13 novembre 2015 : La nuit où Paris a basculé dans l'horreur

La tour Eiffel entourée du Bataclan et du Carillon
La tour Eiffel entourée du Bataclan et du Carillon (AFP - Polifra)

Le 13 novembre 2015, Paris respire la légèreté d’un vendredi soir d’automne. Les rires s’élèvent des terrasses, les fans affluent vers le Bataclan pour voir le groupe de métal "Eagles of the Death Metal", et au Stade de France, les supporters s’apprêtent à voir la France affronter l’Allemagne. Une nuit ordinaire, presque insouciante.

Mais bientôt, le bruit des balles couvrira celui des conversations, et les sirènes remplaceront la musique.

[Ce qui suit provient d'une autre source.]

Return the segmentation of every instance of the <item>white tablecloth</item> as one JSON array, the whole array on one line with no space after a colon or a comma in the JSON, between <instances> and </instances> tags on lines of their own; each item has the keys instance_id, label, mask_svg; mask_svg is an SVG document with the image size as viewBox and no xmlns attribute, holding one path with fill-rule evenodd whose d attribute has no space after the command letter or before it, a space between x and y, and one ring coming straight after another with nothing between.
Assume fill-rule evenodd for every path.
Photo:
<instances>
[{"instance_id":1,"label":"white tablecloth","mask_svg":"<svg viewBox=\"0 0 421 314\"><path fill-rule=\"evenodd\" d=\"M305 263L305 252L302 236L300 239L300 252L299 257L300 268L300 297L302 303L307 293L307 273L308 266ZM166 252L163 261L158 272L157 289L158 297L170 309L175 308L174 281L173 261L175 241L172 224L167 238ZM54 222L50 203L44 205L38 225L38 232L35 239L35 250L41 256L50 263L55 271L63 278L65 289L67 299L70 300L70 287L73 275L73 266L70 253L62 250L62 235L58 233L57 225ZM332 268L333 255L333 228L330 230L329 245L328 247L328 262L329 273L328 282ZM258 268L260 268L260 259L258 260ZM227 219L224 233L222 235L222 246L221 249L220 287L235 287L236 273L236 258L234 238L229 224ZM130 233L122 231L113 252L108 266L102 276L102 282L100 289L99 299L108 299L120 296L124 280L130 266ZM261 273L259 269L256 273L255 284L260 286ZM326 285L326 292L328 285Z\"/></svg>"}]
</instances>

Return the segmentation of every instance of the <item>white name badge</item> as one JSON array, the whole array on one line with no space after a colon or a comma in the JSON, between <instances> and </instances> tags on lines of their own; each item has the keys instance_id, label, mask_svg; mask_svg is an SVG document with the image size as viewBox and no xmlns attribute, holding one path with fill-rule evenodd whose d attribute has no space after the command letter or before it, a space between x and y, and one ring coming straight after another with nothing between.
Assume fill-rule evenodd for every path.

En quelques heures, la ville des lumières s’éteindra dans l’horreur.

Le Stade de France visé en premier

Ce soir là, la France reçoit au stade de France l'équipe d'Allemagne pour une rencontre amicale. Le stade est plein : environ 80 000 spectateurs ont pris place dans les tribunes, parmi lesquels le président de la République François Hollande, le ministre de l’Intérieur Bernard Cazeneuve et le ministre allemand des Affaires étrangères Frank-Walter Steinmeier.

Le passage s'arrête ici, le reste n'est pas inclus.